Part of the Zama deposit is located in acreage controlled by Pemex, which is why Pemex and the Block 7 consortium signed a pre-unitization agreement in 2018 under the previous government to chart a path forward for jointly developing the resource.

Pemex has yet to conduct the necessary appraisal drilling to determine the reservoir’s extent within the Pemex block.

On July 7, the consortium and Pemex received instruction from Mexico’s energy ministry (Sener) to submit a unitization and unit operating agreement to Sener for approval within 120 business days.

“In Mexico, we are making progress on our Zama project by finalizing engineering design while continuing to work with Pemex on unitization as part of the formal instructions to reach an agreement in the next six months,” Duncan said.

He told analysts, “With respect to Zama, I think our big push and our big statement is we think we’re well prepared to get that production online in this president’s administration, and we just keep pounding and pounding that message while we continue to negotiate with Pemex.”

He added, “It’s an amazing discovery. We’re lucky to have it in our portfolio.”

Despite Pemex debt being downgraded to junk status by two of the major credit rating agencies, and a subsequent downturn in crude oil prices caused by the Covid-19 pandemic, López Obrador has maintained his public skepticism about the energy reform’s ability to deliver results, and has refused to resume bid rounds or farmout tenders for working interests in Pemex’s vast portfolio.

Separately, Duncan said that Netherland, Sewell and Associates, Inc. has completed evaluation of Talos’ Xaxamani discovery in Mexico offshore Block 31.

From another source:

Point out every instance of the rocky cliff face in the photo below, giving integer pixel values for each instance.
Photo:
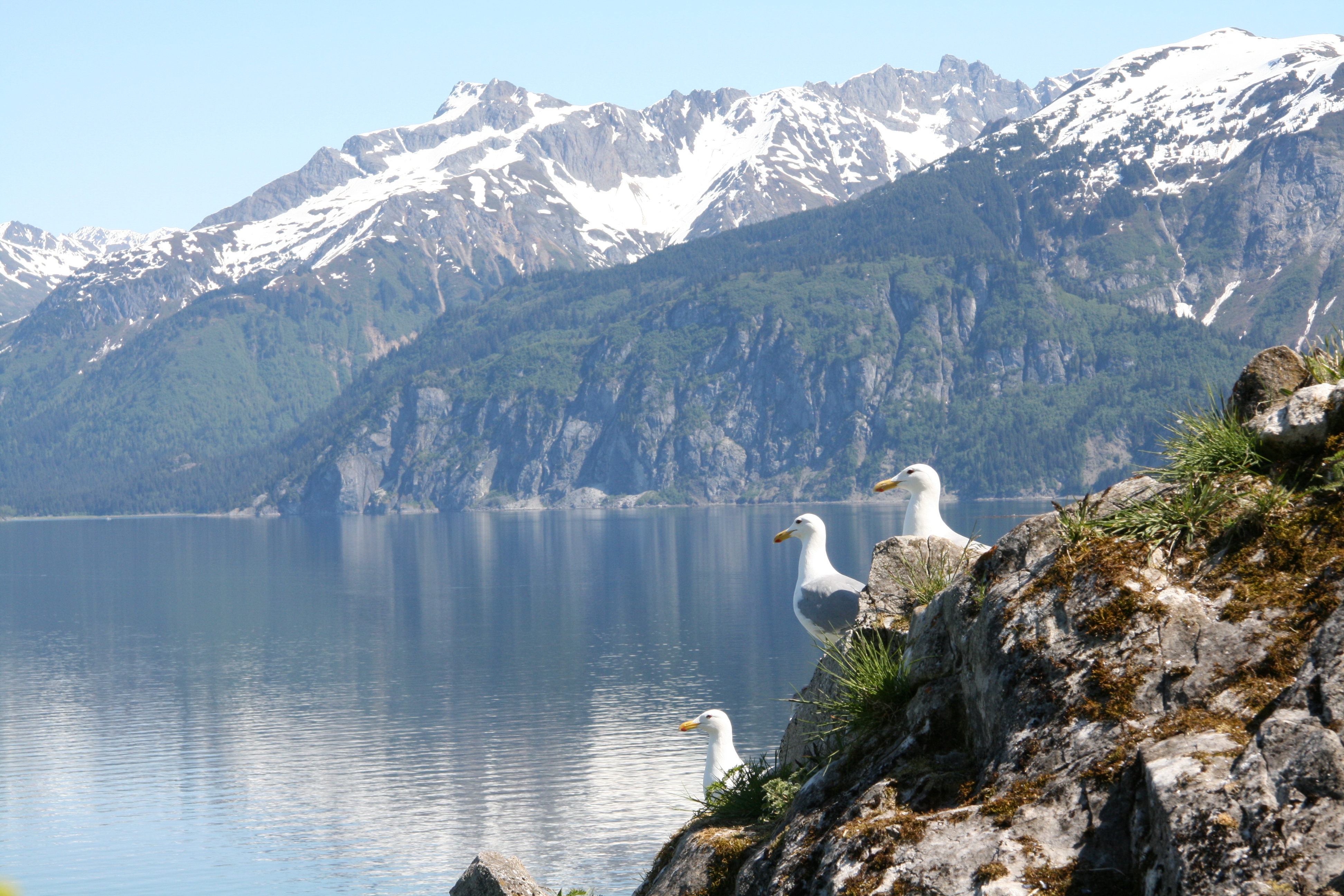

The best estimate of the area’s gross resources is over 100 million boe, Duncan said, highlighting, “Xaxamani is our second major discovery in offshore Mexico and highlights our capabilities to drive exploration success in basins beyond the U.S. Gulf of Mexico.”

Talos reported net daily production of 52,400 boe/d for the second quarter, including 36,000 b/d oil and 76.9 MMcf/d natural gas. The company’s production currently comes entirely from its acreage in the U.S. Gulf of Mexico. These numbers compare to 59,000 boe/d in 2Q2019, including 44,000 b/d oil and 66 MMcf/d natural gas.

Talos reported a net loss of $140.6 million (minus $2.14/share) for 2Q2020, versus net income of $94.8 million ($1.74) in the year-ago period.